"Mary is not going," she said.
"Not going to Cheltenham!"
"It has all been put off. She shan't go at all if I can help it."
"But why has it been put off, Mrs. Masters?"
"Lady Ushant is coming to Bragton. I suppose that poor man is
dying."
"He is very ill certainly."
"And if anything happens there who can say what may happen anywhere
else? Lady Ushant will have something else except Mary to think of,
if her own nephew comes into all the property."
"I didn't know she was such friends with the Squire as that"
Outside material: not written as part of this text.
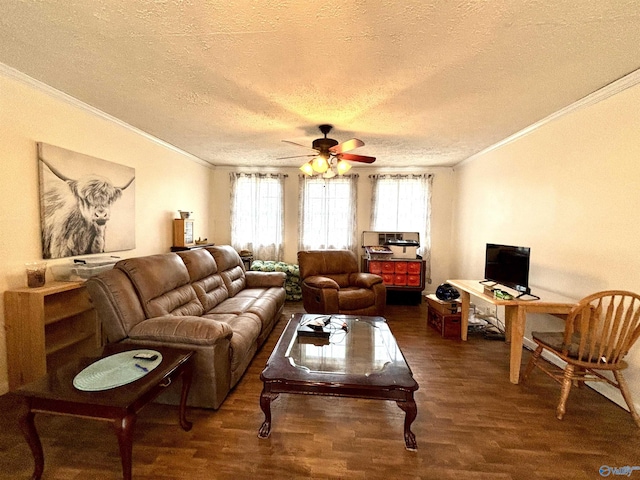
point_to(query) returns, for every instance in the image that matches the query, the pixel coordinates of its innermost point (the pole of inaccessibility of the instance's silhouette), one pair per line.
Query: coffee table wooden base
(406, 403)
"Well;--there it is. Lady Ushant is coming to Bragton and Mary is
not going to Cheltenham." This she said as though the news must be
of vital importance to Larry Twentyman. He stood for awhile
scratching his head as he thought of it. At last it appeared to him
that Mary's continual residence in Dillsborough would of itself
hardly assist him. "I don't see, Mrs. Masters, that that will make
her a bit kinder to me."
"Larry, don't you be a coward,--nor yet soft."
"As for coward, Mrs. Masters, I don't know--"
"I suppose you really do love the girl."
"I do;--I think I've shown that."
"And you haven't changed your mind?"
"Not a bit"
"That's why I speak open to you. Don't you be afraid of her. What's
the letter which a girl like that writes? When she gets tantrums
into her head of course she'll write a letter.